O que (re)aprendi: a presença do mais-que-tudo-que-se-foi-embora, na nossa vida, ocorre ao modo do pirilampo. Às vezes até as hipóteses normalmente mais dolorosas me parecem escandalosamente fáceis de aceitar e noutras ocasiões tudo é um revolto mar de merda, perdoe-se a figura da figura de estilo. Escatologias à parte, importa considerar o essencial: conseguimos sobreviver ao fantasma do amor? Teoricamente, o tempo toma conta de tudo sob a forma da pacificação e do esquecimento, o que não é mais do que uma espécie particular de anestesia. Sendo uma anestesia, o que acontece não é deixar somente de existir a dor, mas também toda a zona afectada deixa de ter sensibilidade, o que quer dizer que o que se ganha pela positividade da dor que se finda, perde-se pela negatividade do desaparecimento do órgão afectado. E não há forma de saber, até porque estas coisas ocorrem em zonas interiores de acesso interditado, o que é que se perdeu, quanto do bebé se atirou fora com a água do banho. E se calhar todas as experiências-limite são assim: experiências que nos trazem e tiram bocados, como quem constrói, em braille, a figura humana com plasticina.

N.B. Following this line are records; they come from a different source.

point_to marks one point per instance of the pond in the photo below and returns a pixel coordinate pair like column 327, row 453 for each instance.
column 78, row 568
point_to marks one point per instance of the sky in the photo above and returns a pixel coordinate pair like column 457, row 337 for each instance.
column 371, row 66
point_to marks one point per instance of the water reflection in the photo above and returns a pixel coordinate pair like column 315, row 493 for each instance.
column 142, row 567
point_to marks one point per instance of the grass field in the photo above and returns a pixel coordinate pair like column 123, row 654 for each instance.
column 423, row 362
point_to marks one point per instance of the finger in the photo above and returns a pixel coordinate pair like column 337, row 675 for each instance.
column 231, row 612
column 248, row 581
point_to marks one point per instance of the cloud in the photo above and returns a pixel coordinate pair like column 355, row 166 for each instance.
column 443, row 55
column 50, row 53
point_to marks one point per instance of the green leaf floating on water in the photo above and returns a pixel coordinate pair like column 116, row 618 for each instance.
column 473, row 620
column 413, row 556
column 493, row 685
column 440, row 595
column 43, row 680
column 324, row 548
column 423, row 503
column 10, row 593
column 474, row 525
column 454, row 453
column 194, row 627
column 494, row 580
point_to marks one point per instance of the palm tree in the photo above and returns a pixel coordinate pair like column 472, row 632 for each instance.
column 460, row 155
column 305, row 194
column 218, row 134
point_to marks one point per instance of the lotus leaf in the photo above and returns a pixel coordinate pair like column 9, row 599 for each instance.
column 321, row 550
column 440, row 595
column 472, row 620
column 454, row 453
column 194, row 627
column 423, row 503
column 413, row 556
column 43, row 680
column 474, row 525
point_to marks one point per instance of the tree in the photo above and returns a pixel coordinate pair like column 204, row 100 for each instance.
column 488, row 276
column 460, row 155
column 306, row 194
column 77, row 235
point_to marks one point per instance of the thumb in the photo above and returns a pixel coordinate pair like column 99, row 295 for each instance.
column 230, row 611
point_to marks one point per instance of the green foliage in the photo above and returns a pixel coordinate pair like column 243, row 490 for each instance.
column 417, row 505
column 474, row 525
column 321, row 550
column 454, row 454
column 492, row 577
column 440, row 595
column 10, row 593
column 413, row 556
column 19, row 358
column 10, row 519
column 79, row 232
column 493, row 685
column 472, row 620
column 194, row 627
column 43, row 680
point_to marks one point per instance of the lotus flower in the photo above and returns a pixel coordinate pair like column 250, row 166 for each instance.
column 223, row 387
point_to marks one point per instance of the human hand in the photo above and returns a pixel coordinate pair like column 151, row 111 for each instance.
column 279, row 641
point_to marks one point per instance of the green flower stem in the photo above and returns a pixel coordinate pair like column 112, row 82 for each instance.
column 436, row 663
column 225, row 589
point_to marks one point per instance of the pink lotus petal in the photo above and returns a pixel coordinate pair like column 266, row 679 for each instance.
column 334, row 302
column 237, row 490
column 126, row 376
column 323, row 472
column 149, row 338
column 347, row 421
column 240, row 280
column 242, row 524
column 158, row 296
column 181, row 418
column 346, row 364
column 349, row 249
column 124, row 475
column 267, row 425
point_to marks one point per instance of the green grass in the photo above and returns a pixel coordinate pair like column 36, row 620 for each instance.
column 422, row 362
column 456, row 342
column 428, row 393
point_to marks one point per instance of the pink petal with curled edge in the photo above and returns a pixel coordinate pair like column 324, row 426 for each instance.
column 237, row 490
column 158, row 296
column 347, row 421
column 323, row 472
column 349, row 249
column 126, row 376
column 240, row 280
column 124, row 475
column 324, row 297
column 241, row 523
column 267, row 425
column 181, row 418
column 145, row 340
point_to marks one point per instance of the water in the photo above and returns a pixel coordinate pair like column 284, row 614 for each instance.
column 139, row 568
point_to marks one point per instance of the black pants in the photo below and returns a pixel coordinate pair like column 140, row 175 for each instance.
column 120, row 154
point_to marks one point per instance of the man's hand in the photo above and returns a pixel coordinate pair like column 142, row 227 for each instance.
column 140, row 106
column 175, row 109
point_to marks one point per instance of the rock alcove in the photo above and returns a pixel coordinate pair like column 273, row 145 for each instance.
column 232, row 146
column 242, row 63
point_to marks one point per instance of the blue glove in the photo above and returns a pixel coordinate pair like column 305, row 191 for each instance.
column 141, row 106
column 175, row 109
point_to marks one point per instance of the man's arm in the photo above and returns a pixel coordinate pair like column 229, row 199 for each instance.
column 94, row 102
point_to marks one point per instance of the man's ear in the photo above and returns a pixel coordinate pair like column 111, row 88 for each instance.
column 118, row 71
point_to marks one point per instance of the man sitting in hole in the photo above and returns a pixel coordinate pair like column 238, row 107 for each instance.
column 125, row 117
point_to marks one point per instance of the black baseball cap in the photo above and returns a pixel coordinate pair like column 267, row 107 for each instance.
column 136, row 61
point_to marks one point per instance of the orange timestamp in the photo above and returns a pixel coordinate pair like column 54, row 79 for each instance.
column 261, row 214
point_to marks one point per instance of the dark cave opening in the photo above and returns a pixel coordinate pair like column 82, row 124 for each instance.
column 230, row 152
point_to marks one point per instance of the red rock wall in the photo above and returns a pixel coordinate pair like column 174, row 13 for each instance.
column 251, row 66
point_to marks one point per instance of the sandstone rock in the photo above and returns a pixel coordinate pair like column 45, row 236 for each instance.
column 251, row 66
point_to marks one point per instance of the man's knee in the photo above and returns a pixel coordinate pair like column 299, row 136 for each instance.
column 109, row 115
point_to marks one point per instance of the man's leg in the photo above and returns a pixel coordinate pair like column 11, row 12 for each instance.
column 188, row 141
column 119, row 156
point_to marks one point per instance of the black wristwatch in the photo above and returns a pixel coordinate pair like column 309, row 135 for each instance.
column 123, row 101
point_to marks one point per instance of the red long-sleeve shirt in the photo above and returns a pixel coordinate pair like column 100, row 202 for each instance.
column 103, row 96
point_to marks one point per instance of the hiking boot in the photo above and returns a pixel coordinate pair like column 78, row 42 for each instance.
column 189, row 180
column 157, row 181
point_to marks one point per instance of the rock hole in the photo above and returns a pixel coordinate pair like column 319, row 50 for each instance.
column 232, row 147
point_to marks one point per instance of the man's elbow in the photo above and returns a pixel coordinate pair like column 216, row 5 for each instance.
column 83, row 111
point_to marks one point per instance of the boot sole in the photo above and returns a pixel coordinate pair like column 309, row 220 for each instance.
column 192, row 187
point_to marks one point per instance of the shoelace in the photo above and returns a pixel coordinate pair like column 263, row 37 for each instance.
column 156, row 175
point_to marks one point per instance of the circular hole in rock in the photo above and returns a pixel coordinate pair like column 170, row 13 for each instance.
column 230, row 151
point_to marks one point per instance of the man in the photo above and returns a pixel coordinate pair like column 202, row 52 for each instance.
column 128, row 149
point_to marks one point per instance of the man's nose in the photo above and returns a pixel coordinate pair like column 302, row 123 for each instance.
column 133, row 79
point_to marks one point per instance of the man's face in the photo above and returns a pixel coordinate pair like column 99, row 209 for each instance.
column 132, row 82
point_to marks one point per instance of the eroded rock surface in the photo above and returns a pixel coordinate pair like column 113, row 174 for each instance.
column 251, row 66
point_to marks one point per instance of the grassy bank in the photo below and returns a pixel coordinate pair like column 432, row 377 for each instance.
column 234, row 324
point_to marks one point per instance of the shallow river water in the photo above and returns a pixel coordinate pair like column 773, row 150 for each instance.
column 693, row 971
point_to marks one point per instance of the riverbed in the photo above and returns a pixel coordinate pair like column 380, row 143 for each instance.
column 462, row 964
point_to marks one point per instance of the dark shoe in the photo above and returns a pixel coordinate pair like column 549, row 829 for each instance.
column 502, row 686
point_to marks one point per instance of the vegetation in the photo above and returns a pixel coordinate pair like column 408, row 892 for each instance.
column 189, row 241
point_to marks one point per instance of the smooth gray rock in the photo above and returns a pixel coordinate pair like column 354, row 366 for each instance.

2 Respostas to “A imunidade é um adquirido instável”

  1. Cap? Says:

    correcção: o órgão afectado não desaparece. perde sensibilidade. o efeito da anestesia passa quando já não existe mais dor. o órgão continua lá. a ferida sarou. nada fica como dantes é certo. por vezes fica melhor. mais forte.
    tenho para mim que o tamanho da dor sentida é sempre proporcional às capacidades de amar do órgão e essas são inatas. há sujeitos com órgãos excepcionais, capazes de grandes feitos.

  2. ccf Says:

    O título diz tudo, e é muito bonito, parece o início de um poema.
    Sim, bocados de nós que parecem mortos, mas os tecidos têm também uma força desconhecida e às vezes iniciam programas próprios de reabilitação. O mais estranho é passarmos por alguém que amámos e não sentirmos nada, perguntarmos até como foi possível a termos amado tanto e sofrido por ela. O que mais fica afinal é a desilusão do amor, uma sombra…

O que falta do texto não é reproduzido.